The one witness who could have clarified this entire issue was Mr. Cromer, Sr., and the plaintiff having failed to produce him there is a presumption that his testimony would have been adverse to plaintiff. McGehee v. Perkins, 188 Va. 116 (1948).
Defendant having produced evidence which satisfactorily establishes an arrangement under which he was to have a $100.00 per week drawing account against which earned commissions were to be credited and plaintiff having failed to establish either an express or implied agreement that any deficiency was to have been paid by defendant to plaintiff, the defendant must prevail upon this portion of plaintiff's claim. (See authorities above cited.)
In view of this ruling it becomes unnecessary to consider defendant's second defense.

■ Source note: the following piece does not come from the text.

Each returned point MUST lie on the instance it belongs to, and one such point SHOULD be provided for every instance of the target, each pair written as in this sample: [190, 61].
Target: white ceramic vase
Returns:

Judgment will be entered in favor of the plaintiff upon the note for $228.60 plus 15% attorney's fee which the Court finds to be reasonable, or a total of $262.00.
Judgment will be for the defendant upon the claim for balances due plaintiff from defendant upon the difference between advances made and commissions earned.
As to costs, although defendant admitted liability upon the note he did not make legal tender before trial as he could have done. Had he done so and gone to trial upon the claim for balances, plaintiff would have been assessed with the costs. Having failed to make legal tender as to the note before trial, all costs of the proceeding will be assessed against defendant as plaintiff prevailed upon a part of his claim.